Consider that all the following are true (despite their contradictions):

- "Bloated busy interface" is a common complaint of some of Google, Apple, Microsoft, and Meta. people here share a blank vscode canvas and complain about how busy the interface is compared to their 0-interface vim setup.

- flat design and minimalism are/were in fashion (have been for few years now).

- /r/unixporn and most linux people online who "rice" their linux distros do so by hiding all controls from apps because minimalism is in fashion

- Have you tried GNOME recently?

Minimal interface where most controls are hidden is a certain look that some people prefer. Plenty of people prefer to "hide the noise" and if they need something, they are perfectly capable to look it up. It's not like digging in manuals is the only option

jterrys · 8 months ago
UIs tend to have a universality with how people structure their environments. Minimalism is super hot outside of software design too. Millennial Gray is a cliche for a reason. Frutiger Aero wasn't just limited to technology. JLo's debut single is pretty cool about this aesthetic https://www.youtube.com/watch?v=lYfkl-HXfuU
jterrys commented on Canonicals Interview Process   dustri.org/b/my-experienc... · Posted by u/dijit
dsr_ · 9 months ago
It is unusual to be interviewed by someone more than three levels above the position you are applying for.

At a small company, you might well be interviewed by all of your teammates, your prospective manager, the HR person and the owner/president/CEO... in the course of one day.

At a large company, an IC might not even see their supervisor's manager's director's vice-president until they had been working for six months.

jterrys · 9 months ago
>It is unusual to be interviewed by someone more than three levels above the position you are applying for.

This happened to me, and it was by far my worst interview ever.

Early on in my career right after graduating I got interviewed for a Jr. Sysadmin position at a high frequency trading firm of approx ~1000 employees. The first few behavioral interviews they repeated the exact same questions, including some soft linux knowledge questions (what would you use to troubleshoot network problems lol). Then they took me for a 4 hour on-site gauntlet where they asked the same questions, again, and then I had to do a python leetcode whiteboard problem which I immediately bombed because I hardly did much coding back then. The application said "familiarity with bash/python scripting". If I remember right the problem involved binary search trees which I had no idea about at the time. I didn't know my ass from my hole.
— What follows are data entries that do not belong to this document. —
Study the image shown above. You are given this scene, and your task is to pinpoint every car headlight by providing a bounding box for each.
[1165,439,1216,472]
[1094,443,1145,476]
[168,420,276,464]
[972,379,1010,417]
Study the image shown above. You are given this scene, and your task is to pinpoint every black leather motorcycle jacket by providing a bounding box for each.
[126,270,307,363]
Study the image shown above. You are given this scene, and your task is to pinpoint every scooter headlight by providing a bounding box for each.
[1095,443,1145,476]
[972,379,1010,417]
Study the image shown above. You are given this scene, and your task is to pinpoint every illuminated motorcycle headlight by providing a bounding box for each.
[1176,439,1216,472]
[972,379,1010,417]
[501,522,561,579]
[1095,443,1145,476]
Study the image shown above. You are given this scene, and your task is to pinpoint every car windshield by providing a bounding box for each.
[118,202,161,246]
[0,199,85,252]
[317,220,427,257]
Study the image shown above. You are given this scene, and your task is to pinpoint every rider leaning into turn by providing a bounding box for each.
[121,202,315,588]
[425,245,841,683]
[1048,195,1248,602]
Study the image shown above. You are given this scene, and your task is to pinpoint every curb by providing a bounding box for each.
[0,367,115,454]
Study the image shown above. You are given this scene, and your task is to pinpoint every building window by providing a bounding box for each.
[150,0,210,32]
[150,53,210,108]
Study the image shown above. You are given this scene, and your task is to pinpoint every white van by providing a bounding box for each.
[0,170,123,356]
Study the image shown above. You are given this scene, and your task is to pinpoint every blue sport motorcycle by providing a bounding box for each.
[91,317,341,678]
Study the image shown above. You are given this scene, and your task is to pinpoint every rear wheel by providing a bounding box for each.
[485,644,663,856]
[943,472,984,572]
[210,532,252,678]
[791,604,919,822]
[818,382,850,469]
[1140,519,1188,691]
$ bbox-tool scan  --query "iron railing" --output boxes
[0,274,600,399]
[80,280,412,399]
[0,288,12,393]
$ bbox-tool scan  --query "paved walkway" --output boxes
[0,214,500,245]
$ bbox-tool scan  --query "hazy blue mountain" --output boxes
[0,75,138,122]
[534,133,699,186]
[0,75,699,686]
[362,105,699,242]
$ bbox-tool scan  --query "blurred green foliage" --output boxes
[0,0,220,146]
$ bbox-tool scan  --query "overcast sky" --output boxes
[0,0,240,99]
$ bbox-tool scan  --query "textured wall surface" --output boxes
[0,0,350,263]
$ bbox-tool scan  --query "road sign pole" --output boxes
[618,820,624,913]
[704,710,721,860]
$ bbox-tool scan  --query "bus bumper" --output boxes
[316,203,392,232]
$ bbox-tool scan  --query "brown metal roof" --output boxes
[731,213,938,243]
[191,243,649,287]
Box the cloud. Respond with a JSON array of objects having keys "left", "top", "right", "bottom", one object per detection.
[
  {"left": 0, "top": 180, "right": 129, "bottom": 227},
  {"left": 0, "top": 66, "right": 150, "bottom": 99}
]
Suffice to say after that, we had lunch. all 4 employees on my team. And all 4 employees that were in the office at the time, which was pretty much empty, because apparently nobody really went in. They gave me a really cold, wet, and soppy burrito. This was the off the mark "vibes" interview where they shot the shit and pretended to be friendly to gauge my personality. I embarrassingly had to play along even thought we all knew it was a total waste of fucking time.

Afterwards, I was shuffled into a big empty meeting room where the CEO interviewed me on screen from California. I was asked the exact same fucking behavioral soft questions down to what I would use to troubleshoot network problems, then he asked me to walk through an example. But at this point I was pretty much mentally blown up from the whiteboard problem and had no motivation to continue. My mind went blank. I could visibly tell he was upset he even had to talk to me.

Fastest rejection response I ever got.